We disagree, also, with President Ramaphosa’s decision to move the SOEs to their respective policy departments. In our view, this will create conflicts of interest, with the likely result that the SOEs’ interests will dominate policy decisions in these sectors, to the detriment of public interests. Instead, the SOEs should be managed by the National Treasury until a small, highly skilled department with a clear and limited mandate can be established.
At the same time, the president should release for public debate the detailed reviews of the big SOEs commissioned by the presidential state-owned enterprises council. The issues are too important for these reports to be available to only a select few.
He should appoint a high-level team led by business leaders to conduct a review of the financial position of all big SOEs.

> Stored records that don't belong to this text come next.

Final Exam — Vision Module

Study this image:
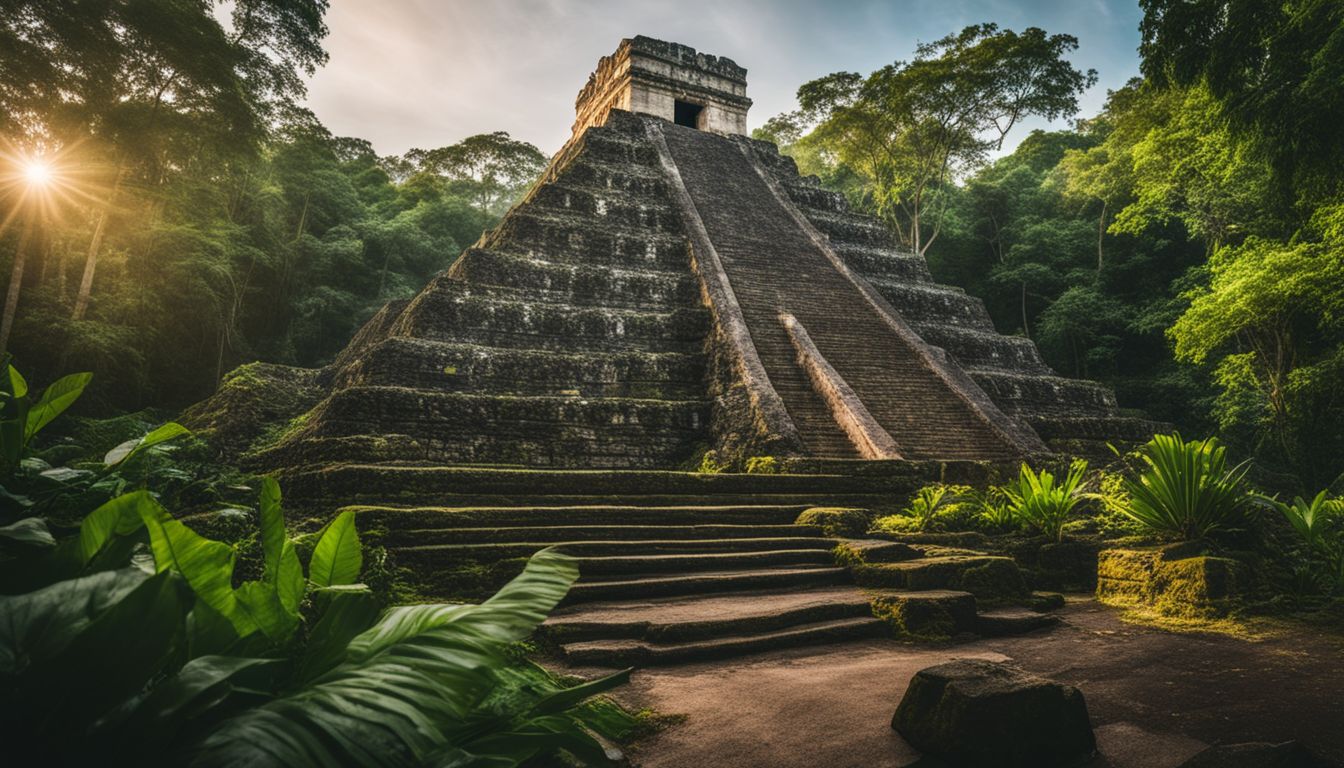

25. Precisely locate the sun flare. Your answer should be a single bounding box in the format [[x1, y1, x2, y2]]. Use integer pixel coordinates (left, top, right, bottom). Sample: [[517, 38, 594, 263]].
[[23, 160, 51, 187]]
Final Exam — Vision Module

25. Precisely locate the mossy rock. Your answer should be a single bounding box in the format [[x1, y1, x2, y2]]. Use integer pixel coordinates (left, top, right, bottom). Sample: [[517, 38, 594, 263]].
[[794, 507, 872, 537], [851, 555, 1027, 599], [1097, 546, 1245, 619], [832, 538, 922, 566], [871, 589, 976, 640]]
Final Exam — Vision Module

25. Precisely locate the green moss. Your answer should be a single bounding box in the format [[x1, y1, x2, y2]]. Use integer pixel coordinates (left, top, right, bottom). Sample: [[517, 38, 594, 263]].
[[793, 507, 871, 537], [871, 593, 976, 640], [1097, 546, 1245, 619]]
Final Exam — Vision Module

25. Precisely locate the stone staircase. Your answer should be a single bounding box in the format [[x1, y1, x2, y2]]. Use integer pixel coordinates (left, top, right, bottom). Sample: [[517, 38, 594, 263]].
[[327, 467, 1048, 666], [732, 136, 1163, 456], [250, 117, 711, 468], [659, 125, 1024, 459]]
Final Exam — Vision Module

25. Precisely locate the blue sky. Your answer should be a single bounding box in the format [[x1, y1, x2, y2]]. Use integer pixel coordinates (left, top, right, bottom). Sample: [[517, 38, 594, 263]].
[[308, 0, 1141, 155]]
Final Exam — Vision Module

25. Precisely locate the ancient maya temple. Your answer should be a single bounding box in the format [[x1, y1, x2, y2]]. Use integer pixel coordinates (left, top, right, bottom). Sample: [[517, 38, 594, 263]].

Most importantly, the GNU needs to drive a process that will ensure the discipline created by competition for customers is the crucial method for ensuring SOEs are focused on delivering the best possible services at the lowest possible prices.

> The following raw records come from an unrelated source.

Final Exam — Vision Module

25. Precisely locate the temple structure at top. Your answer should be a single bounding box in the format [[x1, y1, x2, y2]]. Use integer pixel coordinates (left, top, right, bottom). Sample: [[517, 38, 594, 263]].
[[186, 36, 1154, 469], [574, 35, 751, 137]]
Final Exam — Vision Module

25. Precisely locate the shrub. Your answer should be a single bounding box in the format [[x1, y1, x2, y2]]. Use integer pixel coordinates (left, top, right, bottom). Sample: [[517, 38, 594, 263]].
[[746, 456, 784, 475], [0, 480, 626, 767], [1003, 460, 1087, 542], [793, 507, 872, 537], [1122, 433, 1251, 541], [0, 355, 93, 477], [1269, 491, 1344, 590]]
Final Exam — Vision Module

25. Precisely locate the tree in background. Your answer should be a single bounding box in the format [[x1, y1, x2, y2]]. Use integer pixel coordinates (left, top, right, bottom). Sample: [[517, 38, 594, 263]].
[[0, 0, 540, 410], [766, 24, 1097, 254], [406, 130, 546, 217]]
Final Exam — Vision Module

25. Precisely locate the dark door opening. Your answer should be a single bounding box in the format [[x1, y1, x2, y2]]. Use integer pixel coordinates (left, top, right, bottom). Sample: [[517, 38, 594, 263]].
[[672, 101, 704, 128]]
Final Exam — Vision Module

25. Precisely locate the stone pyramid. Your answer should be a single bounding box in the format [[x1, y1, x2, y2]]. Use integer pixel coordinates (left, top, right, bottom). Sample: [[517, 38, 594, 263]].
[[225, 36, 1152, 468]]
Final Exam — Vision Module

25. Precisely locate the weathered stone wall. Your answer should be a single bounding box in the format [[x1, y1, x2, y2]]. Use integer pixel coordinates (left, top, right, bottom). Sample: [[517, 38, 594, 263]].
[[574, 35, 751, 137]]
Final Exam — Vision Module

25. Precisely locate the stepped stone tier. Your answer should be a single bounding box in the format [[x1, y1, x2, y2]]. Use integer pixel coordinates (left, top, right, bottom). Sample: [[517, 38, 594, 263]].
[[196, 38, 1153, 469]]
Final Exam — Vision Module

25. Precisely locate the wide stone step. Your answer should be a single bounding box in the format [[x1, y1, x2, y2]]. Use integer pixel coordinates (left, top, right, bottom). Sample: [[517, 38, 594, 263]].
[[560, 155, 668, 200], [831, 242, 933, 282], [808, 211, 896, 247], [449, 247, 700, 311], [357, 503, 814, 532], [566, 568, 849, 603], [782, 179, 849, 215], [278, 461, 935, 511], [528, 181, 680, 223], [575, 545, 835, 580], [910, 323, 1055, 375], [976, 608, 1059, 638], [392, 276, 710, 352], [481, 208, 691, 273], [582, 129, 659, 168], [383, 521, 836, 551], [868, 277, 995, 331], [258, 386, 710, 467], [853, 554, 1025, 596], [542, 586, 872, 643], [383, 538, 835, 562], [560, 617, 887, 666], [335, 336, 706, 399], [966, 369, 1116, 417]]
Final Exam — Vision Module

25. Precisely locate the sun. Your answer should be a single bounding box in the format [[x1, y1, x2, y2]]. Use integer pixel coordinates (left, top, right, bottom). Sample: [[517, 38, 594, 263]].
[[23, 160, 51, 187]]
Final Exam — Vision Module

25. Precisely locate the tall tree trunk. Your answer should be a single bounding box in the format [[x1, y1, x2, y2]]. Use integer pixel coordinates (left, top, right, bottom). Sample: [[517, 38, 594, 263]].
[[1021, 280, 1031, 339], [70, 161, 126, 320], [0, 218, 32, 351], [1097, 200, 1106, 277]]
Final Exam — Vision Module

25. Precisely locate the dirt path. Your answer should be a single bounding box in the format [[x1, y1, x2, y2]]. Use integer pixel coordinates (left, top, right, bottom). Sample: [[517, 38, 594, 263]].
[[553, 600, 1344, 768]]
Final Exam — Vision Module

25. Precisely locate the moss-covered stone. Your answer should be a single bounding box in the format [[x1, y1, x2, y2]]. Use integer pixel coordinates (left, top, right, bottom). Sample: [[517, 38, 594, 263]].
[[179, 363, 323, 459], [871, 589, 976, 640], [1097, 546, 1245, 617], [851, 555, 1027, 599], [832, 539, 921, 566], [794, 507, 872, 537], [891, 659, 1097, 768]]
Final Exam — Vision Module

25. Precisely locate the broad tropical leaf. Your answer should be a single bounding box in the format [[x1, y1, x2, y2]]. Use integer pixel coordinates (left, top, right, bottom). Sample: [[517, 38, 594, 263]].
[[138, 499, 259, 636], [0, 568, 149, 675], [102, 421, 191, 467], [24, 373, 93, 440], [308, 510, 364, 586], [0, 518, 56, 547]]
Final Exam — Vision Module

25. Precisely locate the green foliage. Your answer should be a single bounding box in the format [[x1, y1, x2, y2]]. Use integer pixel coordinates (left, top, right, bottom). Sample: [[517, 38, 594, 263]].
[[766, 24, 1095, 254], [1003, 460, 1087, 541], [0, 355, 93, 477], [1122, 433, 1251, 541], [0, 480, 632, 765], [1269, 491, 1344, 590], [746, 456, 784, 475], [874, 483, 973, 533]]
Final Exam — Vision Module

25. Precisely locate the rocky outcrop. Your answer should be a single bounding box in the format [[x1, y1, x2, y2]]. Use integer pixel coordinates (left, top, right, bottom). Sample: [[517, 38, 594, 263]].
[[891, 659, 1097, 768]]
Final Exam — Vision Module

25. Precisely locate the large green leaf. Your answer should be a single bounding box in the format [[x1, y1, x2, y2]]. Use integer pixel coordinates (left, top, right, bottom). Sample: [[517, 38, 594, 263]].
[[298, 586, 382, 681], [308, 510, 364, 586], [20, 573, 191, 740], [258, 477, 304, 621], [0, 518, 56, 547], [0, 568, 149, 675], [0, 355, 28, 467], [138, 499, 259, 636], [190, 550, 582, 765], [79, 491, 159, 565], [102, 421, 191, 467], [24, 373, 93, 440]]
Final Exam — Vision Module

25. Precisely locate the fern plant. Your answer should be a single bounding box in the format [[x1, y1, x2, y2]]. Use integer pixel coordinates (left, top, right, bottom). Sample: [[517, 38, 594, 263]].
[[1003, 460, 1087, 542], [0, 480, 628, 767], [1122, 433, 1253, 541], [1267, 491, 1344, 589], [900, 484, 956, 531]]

SOEs are monopoly providers of crucial services, and this explains why their collapsing productivity has persisted for so long, and why it has had such profound knock-on effects for the rest of the economy. Addressing this issue by introducing more competition wherever feasible into sectors now dominated by SOE monopolies needs to be the core focus of the reforms to fix these entities.
This is particularly true for electricity generation, freight rail services and dockside port operations in harbours. There is no reason these activities have to be dominated by a single firm, much less a subsidiary of a vertically integrated state-owned firm. This approach creates far too much market power for the SOEs — power that, in the absence of competition, results in higher costs and lower productivity. This is the heritage of muddled thinking about the developmental state.
We will know if progress is being made if specific reforms are implemented soon. These include accelerating Eskom’s transition to a systems operator active in a competitive market, restructuring Transnet’s freight rail services to ensure competition, and spinning out the ownership and management of ports from Transnet. In addition, Prasa’s commuter rail services should be handed over to the metros in which they are provided. Finally, bailouts for non-strategic SOEs should be denied and the assets of unsustainable SOEs sold.
No-one should doubt the difficulties of implementing all this. Bad thinking about the “developmental state” has consequences that won’t be simple to reverse. It’s time to confront the challenges and commit to a new approach. That is the only way to fix our SOEs.
- Ann Bernstein is executive director of the CDE. This article draws on a new CDE report, ‘Solve the SOE challenge’, which is the sixth action document in the organisation’s ‘Agenda 2024: Priorities for South Africa’s new government’ series.